Aqui acho que é cabível dizer que os serviços de emplacamento e renovação de licença, perto do que eram, melhoraram muito, mas muito mesmo. Tá certo... Eles te tomam uma grana mesmo, todo ano, IPVA no Rio é escorchante. Nossa! Eu ainda me lembro dos tempos em que se faziam essas coisas lá na Avenida Francisco Bicalho... Quem aturou aquele lugar lembra, eram experiências inesquecíveis! Faziam de tudo pra você desistir e entregar a documentação nas mãos dos “Zangões”... Melhorou mesmo.
- Faço o que agora tio?
- Agora é esperar imprimir o documento, o verdinho, pegar o lacre vermelho e levar pro cara colocar a placa... Maior moleza... Não falei?

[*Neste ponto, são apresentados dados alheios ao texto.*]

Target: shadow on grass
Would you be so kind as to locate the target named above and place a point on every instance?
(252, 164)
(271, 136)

Começou uma agitação atrás do balcão. As meninas iam e vinham... Foi quando soltaram à notícia:
- O problema é geral... O sistema caiu... Um problema com a Telemar. Vamos aguardar até a ordem de protocolar, pra voltar noutro dia. Quem tiver com pressa eu posso protocolar logo – falou a funcionária do DETRAN, meio assim que não querendo encarar os olhares do pessoal que estava esperando, no sol, sem um lugar para sentar.
- Senhora... Senhora... Se não for chatear, posso saber como fica o pessoal que veio pra primeira licença? – Ela deu uma risadinha...
- Vai ter que esperar até voltar o sistema – falou com a maior calma.
- Mas se o sistema não voltar? Hoje é sexta-feira! Já tomei uma dura pra trazer a moto até aqui... Como fico? – ela deu de ombros.
Fiquei até às 16h50min esperando o sistema entrar... Nada!
- Como esse protocolo mesmo diz, ele não garante nada, é só mesmo pra retirar os documentos. A partir de segunda-feira – foi o que tive de ouvir da atendente.
É meu amigo... Espero não ter que contar outra história dessas na próxima etapa. Mas que no rodapé do tal protocolo está escrito um presságio de problemas, isto está mesmo: “ESTE PROTOCOLO NÃO PODE SER UTILIZADO JUNTO A AUTORIDADE POLICIAL COMO COMPROVANTE DE REGULARIZAÇÃO”.
- #$&*ŧδЩٹيٸ... Brasileiro sofre mesmo! – tive que resmungar baixinho – Se tivesse um DETRAN em meu município não tinha que passar esse aperto todo.
Na viagem de volta... Nada aconteceu! Viu como estatística funciona mesmo? Agora tenho que fazer os cálculos da segunda etapa.